Lascaux (circa 15,000 BCE), in southwestern France, is an interconnected series of caves with one of the most impressive examples of artistic creations by Paleolithic humans. Discovered in 1940, the cave contains nearly two thousand figures, which can be grouped into three main categories—animals, human figures, and abstract signs. Over nine hundred images depict animals from the surrounding areas, such as horses, stags, aurochs, bison, lions, bears, and birds—species that would have been hunted and eaten, and those identified as predators. The paintings contain no images of the surrounding landscape or the vegetation of the time.

Paintings depict large wild animals, including deer- and bull-like creatures.
Figure 1. Cave paintings in Lascaux, France: The most famous section of the cave is “The Great Hall of the Bulls,” where bulls, equines, and stags are depicted.

The Chauvet-Pont-d’Arc Cave (circa 30,000 BCE) in the Ardèche department of southern France contains some of the earliest known paintings, as well as other evidence of Upper Paleolithic life. The Chauvet Cave is uncharacteristically large, and the quality, quantity, and condition of the artwork found on its walls have been called spectacular. Hundreds of animal paintings have been catalogued, depicting at least thirteen different species—not only the familiar herbivores that predominate Paleolithic cave art, but also many predatory animals, such as cave lions, panthers, bears, and cave hyenas.

Cave painting that depicts the heads of four horses.
Figure 2. Drawings of horses from the Chauvet Cave in France: The Chauvet-Pont-d’Arc Cave in the Ardèche department of southern France is a cave that contains some of the earliest known cave paintings.

As is typical of most cave art, there are no paintings of complete human figures in Chauvet. There are a few panels of red ochre hand prints and hand stencils made by spitting pigment over hands pressed against the cave surface. Abstract markings—lines and dots—are found throughout the cave.

The artists who produced these unique paintings used techniques rarely found in other cave art. Many of the paintings appear to have been made after the walls were scraped clear of debris and concretions, leaving a smoother and noticeably lighter area upon which the artists worked. Similarly, a three-dimensional quality and the suggestion of movement are achieved by incising or etching around the outlines of certain figures. The art also includes scenes that were complex for its time—animals interacting with each other. For instance, a pair of woolly rhinoceroses are seen butting horns in an apparent contest for territory or mating rights.

Spain

Altamira (circa 18,000 BCE) is a cave in northern Spain famous for its Upper Paleolithic cave paintings featuring drawings and polychrome rock paintings of wild mammals and human hands. The cave has been declared a World Heritage Site by UNESCO.

Drawing on stone depicts a bull-like creature with horns and hooves.
Figure 3. Painting of a bison in the Great Hall of Policromes, Altamira, Spain: Altamira’s famous Upper Paleolithic cave paintings feature drawings and polychrome rock paintings of wild mammals and human hands.

The long cave consists of a series of twisting passages and chambers.

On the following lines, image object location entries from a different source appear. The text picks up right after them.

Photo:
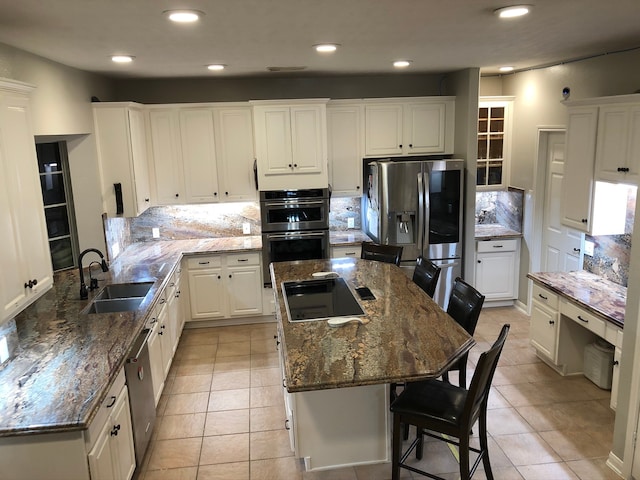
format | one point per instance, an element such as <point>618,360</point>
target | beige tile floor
<point>221,415</point>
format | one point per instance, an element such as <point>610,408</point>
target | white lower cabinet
<point>225,286</point>
<point>497,266</point>
<point>112,456</point>
<point>560,330</point>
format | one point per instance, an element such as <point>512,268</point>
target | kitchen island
<point>336,380</point>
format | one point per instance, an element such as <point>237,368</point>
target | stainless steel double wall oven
<point>295,226</point>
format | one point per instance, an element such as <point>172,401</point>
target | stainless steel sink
<point>124,290</point>
<point>118,297</point>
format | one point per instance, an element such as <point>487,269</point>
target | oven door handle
<point>290,235</point>
<point>287,203</point>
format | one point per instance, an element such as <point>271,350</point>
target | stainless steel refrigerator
<point>419,205</point>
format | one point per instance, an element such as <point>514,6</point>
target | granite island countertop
<point>408,337</point>
<point>595,293</point>
<point>63,362</point>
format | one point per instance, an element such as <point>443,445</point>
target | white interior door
<point>561,245</point>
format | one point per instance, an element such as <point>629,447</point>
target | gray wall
<point>61,109</point>
<point>181,90</point>
<point>537,104</point>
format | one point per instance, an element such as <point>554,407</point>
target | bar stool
<point>435,406</point>
<point>465,304</point>
<point>381,253</point>
<point>426,275</point>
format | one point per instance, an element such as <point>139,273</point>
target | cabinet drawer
<point>240,259</point>
<point>204,261</point>
<point>544,296</point>
<point>584,318</point>
<point>498,246</point>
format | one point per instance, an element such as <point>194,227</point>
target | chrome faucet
<point>84,294</point>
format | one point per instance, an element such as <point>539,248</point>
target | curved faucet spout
<point>84,294</point>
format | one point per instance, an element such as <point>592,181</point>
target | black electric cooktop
<point>319,299</point>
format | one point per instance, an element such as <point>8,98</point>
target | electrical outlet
<point>588,248</point>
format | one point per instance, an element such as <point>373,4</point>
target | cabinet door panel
<point>244,291</point>
<point>578,169</point>
<point>166,163</point>
<point>206,294</point>
<point>383,130</point>
<point>234,142</point>
<point>425,132</point>
<point>198,155</point>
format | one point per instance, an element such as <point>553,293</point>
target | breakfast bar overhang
<point>336,380</point>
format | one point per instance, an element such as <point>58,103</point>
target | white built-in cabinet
<point>618,144</point>
<point>225,286</point>
<point>121,140</point>
<point>345,146</point>
<point>497,270</point>
<point>25,259</point>
<point>602,144</point>
<point>414,126</point>
<point>291,143</point>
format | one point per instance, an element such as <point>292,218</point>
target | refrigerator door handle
<point>421,216</point>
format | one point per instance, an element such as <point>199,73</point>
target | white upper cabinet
<point>122,153</point>
<point>580,147</point>
<point>345,139</point>
<point>291,144</point>
<point>618,144</point>
<point>168,183</point>
<point>25,259</point>
<point>415,126</point>
<point>199,155</point>
<point>234,148</point>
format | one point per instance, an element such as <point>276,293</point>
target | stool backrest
<point>426,275</point>
<point>381,253</point>
<point>465,304</point>
<point>478,392</point>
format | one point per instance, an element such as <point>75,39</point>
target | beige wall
<point>61,110</point>
<point>538,95</point>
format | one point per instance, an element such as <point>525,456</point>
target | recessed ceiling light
<point>122,58</point>
<point>183,16</point>
<point>402,63</point>
<point>326,47</point>
<point>512,11</point>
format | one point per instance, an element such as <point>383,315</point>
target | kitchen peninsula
<point>336,380</point>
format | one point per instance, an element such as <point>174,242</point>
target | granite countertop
<point>491,231</point>
<point>596,294</point>
<point>408,337</point>
<point>63,362</point>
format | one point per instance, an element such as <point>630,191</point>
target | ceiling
<point>250,35</point>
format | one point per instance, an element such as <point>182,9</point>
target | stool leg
<point>396,447</point>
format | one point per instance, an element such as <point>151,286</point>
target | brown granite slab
<point>63,362</point>
<point>496,231</point>
<point>596,294</point>
<point>408,337</point>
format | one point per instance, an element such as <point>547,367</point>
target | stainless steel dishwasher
<point>141,401</point>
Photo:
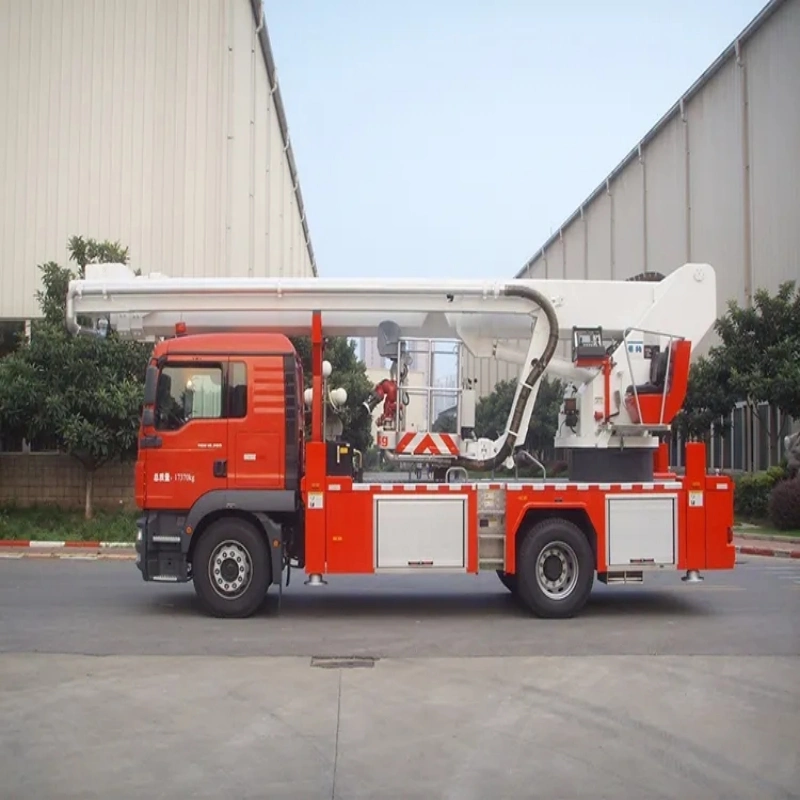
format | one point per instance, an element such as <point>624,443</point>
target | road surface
<point>110,687</point>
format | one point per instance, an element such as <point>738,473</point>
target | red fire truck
<point>235,494</point>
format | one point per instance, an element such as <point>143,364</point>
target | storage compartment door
<point>412,532</point>
<point>641,530</point>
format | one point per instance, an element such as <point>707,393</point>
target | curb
<point>40,545</point>
<point>772,552</point>
<point>760,537</point>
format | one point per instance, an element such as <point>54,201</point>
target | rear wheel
<point>555,569</point>
<point>231,568</point>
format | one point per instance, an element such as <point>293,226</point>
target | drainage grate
<point>342,662</point>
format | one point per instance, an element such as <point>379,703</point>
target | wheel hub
<point>553,568</point>
<point>557,570</point>
<point>230,569</point>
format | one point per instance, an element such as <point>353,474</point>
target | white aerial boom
<point>520,321</point>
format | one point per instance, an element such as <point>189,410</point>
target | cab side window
<point>186,392</point>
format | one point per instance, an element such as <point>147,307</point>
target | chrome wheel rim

Human occupation was limited to the cave mouth, although paintings were created throughout the length of the cave. The artists used polychromy—charcoal and ochre or haematite—to create the images, often diluting these pigments to produce variations in intensity, creating an impression of chiaroscuro. They also exploited the natural contours in the cave walls to give their subjects a three-dimensional effect.

What can we really know about the creators of these paintings and what the images originally meant? These are questions that are difficult enough when we study art made only 500 years ago. It is much more perilous to assert meaning for the art of people who shared our anatomy but had not yet developed the cultures or linguistic structures that shaped who we have become. Do the tools of art history even apply? Here is evidence of a visual language that collapses the more than 1,000 generations that separate us, but we must be cautious. This is especially so if we want to understand the people that made this art as a way to understand ourselves. The desire to speculate based on what we see and the physical evidence of the caves is wildly seductive.